Monday, August 06, 2007

An "interesting" response from one of the Councillors in Truro....

I find it interesting that, without knowing a thing about my "race" "Raymond" chose to suggest that I had a problem with "race" in my suggestion that, as a man of colour, he would find it offensive had the Mayor make the decision to deny, say, the right of the Black community to fly a flag which represented their pride over their achievements.

This is the response he chose to send me:
I am not a man of colour I am a proud Black man and I would not have any difficulty saying no to any group wanting to fly a flag where only the Official flag of Truro is flown, however I will support anyone's right to put up a banner over our streets. Just the fact that you brought "RACE" into this shows that you have problems. I don't support the Mayor's view's, but this is my reason for not supporting the flying of the flag.

Raymond [Tynes]
As I pointed out in my reply, I come from a mixed race family and when I married, my husband and I formed a mixed race family.

I did say in my initial email that the decision not to fly the flag based on a reasoned debate was not the issue. What IS the issue is that the Mayor has openly said that his decision was based on "personal opinion" as a Christian. As a City Official, he does not have the right to make bigoted statements.

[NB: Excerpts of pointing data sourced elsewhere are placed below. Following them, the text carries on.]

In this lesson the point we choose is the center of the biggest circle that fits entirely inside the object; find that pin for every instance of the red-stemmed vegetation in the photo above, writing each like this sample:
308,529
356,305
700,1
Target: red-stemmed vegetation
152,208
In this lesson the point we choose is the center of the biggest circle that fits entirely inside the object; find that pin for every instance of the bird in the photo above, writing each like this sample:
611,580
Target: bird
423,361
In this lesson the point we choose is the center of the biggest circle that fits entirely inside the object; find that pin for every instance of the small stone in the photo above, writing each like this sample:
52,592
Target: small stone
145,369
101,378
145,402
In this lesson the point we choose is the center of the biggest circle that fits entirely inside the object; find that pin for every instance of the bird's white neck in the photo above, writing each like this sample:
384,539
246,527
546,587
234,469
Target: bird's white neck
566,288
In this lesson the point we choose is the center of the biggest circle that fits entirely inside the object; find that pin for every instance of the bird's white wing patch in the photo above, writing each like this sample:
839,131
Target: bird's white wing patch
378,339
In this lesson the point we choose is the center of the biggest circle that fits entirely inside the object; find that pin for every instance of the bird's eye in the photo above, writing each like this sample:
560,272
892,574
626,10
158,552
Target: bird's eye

I also took issue with the fact that the Councillors have not distanced themselves from his statements.

The fact that "Raymond" seems to suggest I have personal issues with race, rather than, quite rationally, making the association between the bigotry of several decades ago, directed at people of colour (whether Black, Asian, or Aboriginal) and the sort of bigoted comments made by the Mayor.

I am sorry that "Raymond" sees this as somehow slighting him as a "proud Black man" instead of seeing that bigotry against a race is exactly the same as bigotry against homosexuals.

Follows, my response to his email:
Sir,

As a person from an inter-racial family, I do not have "problems" with race. I do, however, have a problem with the support of the Mayor who brings personal opinion into his decision regarding people that the Canadian people as whole and the Government recognizes as having a legitimate right not to be "lumped together" with pedophiles.

As a person who comes from parents whose marriage, a mere few decades earlier, would have been deemed criminal, being of mixed race, not to mention my own to an First Nations man, I well understand how the State, in this case the city of Truro, can infringe upon the legal right of free expression because of "personal opinion" by bigots such as your mayor. That a few decades earlier, excuses for not permitting women or people of colour (whether Black, Asian, or Native) the right to public or community recognition of their achievements pretty much mirror those used to deny Gays and Lesbians the right to do the same thing.

Your Mayor is free to have his own personal opinions. It is just a shame that there seems to be an unwillingness to denounce his expressions of personal bigotry as a City official.